Thermophoretic motion of an aerosol particle in a non-concentric pore

Abstract

The thermophoretic motion of a spherical aerosol particle arbitrarily situated in a spherical pore is studied. The effect exerted by the boundary on the translational and rotational thermophoretic velocities of the particle is investigated by solving the relevant boundary value problem with a boundary collocation method. Variations in particle size, deviation of particle center from pore center, frictional slip coefficients of the particle and pore surfaces, and thermal conductivities of the particle and pore surfaces are studied. Both particle and pore surfaces can have frictional and thermal slip, and discontinuity in temperature field is allowed on both surfaces. Due to system symmetries, there exist only two independent scenarios for the present problem: one with the imposed ambient temperature gradient parallel to the line of centers between particle and pore (parallel case) and the other perpendicular to the line of centers (perpendicular case). It is found that only translational motion can be induced for the parallel case, while both translational and rotational motions occur for the perpendicular case. The thermo-osmotic flow induced by the thermal slip of the pore surface enhances the thermophoretic motion.
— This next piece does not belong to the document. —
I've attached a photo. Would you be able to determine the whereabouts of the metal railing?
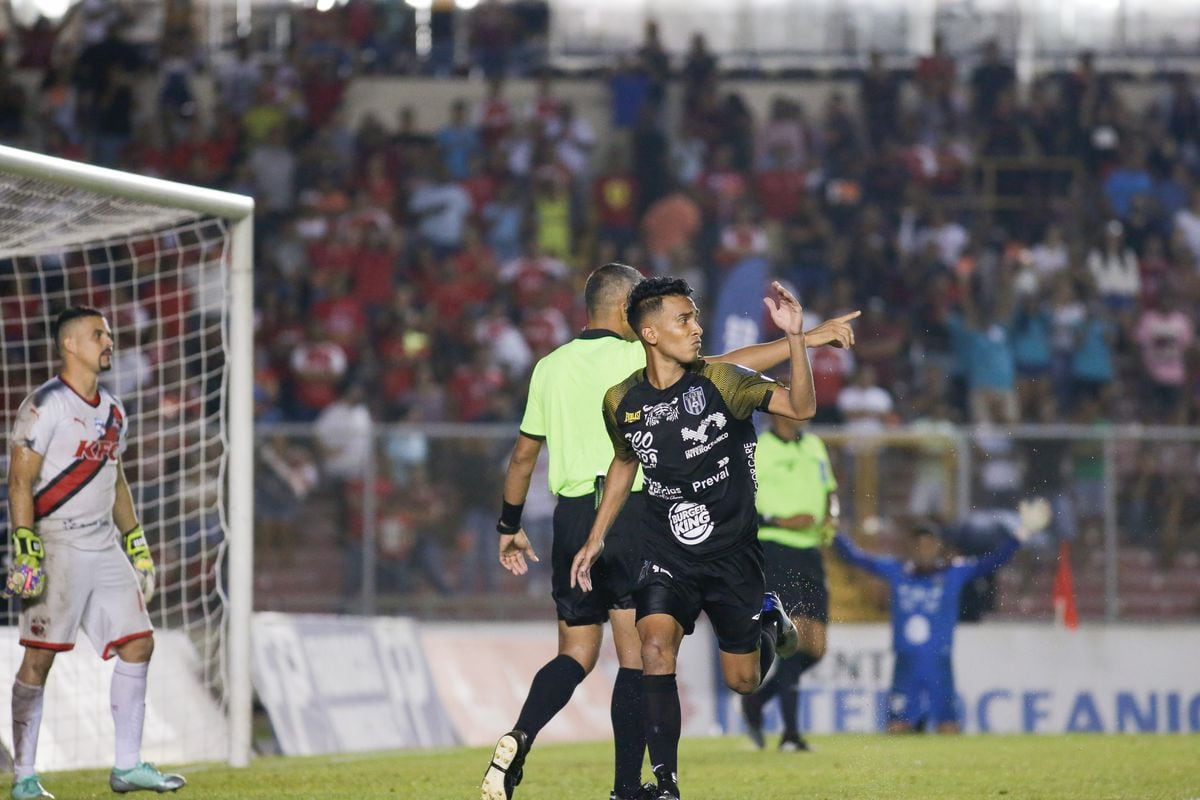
[256,425,1200,621]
The physical properties (thermal conductivity, slip coefficient, and temperature jump coefficient) of the particle are found to be more influential than those of the pore. The enhancing effect of particle or pore thermal conductivity reaches its saturation at the thermal conductivity value of about 100. Furthermore, the parallel normalized translational thermophoretic velocity is always greater than the perpendicular one, and the normalized rotational thermophoretic velocity correlates positively with the difference of the two translational velocities.